Growing Up Southern: Puerto Rican Southern Belle: From Harlemworld to Disney World to Mississippi
Demographic changes challenge the cultural narrative about what it means to grow up in and to live in the South, and UNC Charlotte’s Center for the Study of the New South looks at these questions in a series of 2016-17 events that kicks off with Puerto Rican Southern Belle: From Harlemworld to Disney World to Mississippi.
Join the conversation with Simone Delerme, McMullan Assistant Professor of Southern Studies and assistant professor of anthropology at the University of Mississippi, on Wednesday, Oct. 5, 2016.
Doors open at 5:30 p.m., and the program will begin at 6 p.m. at the Levine Museum of the New South (200 E. 7th Street, Charlotte 28202). The event is open to the public without charge. Two-hour complimentary parking will be provided at 7th Street Station next to the Museum (between Church Street and the light-rail tracks). The museum will validate parking tickets at its front desk.

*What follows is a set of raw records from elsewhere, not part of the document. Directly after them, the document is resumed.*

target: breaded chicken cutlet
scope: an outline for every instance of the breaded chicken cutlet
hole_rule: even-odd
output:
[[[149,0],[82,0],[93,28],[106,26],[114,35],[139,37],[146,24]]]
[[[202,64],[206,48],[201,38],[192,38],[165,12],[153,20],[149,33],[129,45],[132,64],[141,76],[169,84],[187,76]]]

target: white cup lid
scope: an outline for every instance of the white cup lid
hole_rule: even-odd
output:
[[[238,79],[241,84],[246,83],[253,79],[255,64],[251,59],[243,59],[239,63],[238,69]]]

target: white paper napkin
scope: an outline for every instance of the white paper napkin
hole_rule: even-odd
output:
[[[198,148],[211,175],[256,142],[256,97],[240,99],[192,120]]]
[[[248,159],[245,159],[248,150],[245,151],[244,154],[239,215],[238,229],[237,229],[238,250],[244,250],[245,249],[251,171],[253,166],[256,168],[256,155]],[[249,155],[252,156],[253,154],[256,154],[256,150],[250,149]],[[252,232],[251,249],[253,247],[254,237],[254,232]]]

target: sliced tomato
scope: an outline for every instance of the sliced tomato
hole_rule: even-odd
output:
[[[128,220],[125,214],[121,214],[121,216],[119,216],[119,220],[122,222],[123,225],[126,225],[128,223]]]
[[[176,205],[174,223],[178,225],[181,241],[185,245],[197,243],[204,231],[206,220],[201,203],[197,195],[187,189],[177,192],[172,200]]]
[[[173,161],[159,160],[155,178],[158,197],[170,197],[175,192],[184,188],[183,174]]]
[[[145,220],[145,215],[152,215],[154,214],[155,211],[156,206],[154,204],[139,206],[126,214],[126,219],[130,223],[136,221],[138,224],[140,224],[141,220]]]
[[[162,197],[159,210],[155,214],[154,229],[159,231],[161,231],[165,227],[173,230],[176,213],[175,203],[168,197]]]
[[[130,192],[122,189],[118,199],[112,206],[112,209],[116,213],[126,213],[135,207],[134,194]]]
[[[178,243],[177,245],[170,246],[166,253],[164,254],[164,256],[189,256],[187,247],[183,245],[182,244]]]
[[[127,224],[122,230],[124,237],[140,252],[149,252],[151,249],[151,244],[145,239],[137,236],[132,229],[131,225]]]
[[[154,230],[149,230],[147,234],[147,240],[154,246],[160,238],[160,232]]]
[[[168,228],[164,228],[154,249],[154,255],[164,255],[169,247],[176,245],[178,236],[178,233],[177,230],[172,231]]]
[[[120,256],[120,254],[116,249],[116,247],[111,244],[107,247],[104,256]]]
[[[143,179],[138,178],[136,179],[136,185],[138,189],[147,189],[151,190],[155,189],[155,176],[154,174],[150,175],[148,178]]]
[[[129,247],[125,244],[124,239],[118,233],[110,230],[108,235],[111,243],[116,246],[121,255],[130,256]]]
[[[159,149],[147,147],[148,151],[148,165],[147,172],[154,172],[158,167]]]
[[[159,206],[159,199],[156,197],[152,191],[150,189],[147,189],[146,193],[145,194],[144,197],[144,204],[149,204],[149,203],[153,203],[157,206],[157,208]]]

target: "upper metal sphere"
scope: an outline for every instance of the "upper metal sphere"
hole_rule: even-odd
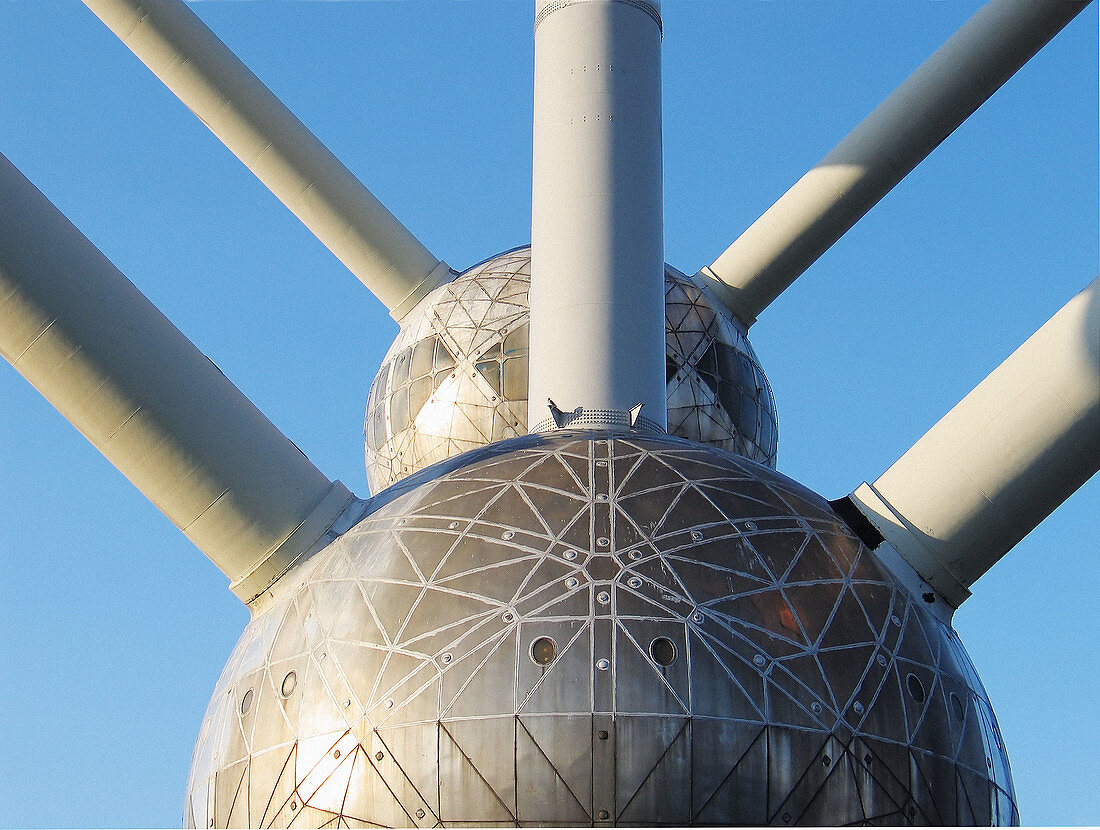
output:
[[[955,632],[785,476],[551,433],[369,510],[245,629],[189,826],[1018,820]]]
[[[501,254],[432,291],[405,319],[366,405],[372,493],[527,432],[530,272],[529,247]],[[745,333],[671,266],[664,314],[669,432],[774,466],[776,402]]]

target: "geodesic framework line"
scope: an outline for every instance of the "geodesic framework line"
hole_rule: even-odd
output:
[[[697,276],[749,327],[1091,0],[992,0]]]
[[[1100,469],[1100,277],[848,498],[956,608]]]
[[[451,269],[182,0],[82,0],[400,321]]]

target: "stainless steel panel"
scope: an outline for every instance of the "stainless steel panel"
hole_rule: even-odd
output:
[[[1018,821],[955,632],[760,464],[527,435],[369,507],[242,635],[188,822]]]

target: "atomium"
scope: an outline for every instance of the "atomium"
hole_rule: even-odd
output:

Registration is required – please Register here.
Attendees may tour the Museum’s ground-breaking exhibit, ¡NUEVOlution! Latinos and the New South, during the evening.
Delerme’s talk is part of a “cross-center initiative” between the UNC Charlotte College of Liberal Arts & Sciences’ Center for the Study of the New South and the University of Mississippi’s Center for the Study of Southern Culture to explore the role of Latinos in the South. Both University Centers are hosting events during Hispanic Heritage Month and beyond.
This is the first of a series of community conversations focused on Growing Up Southern: Many People, Many Ways that challenges the cultural narrative about what it means to grow up in and to live in the South.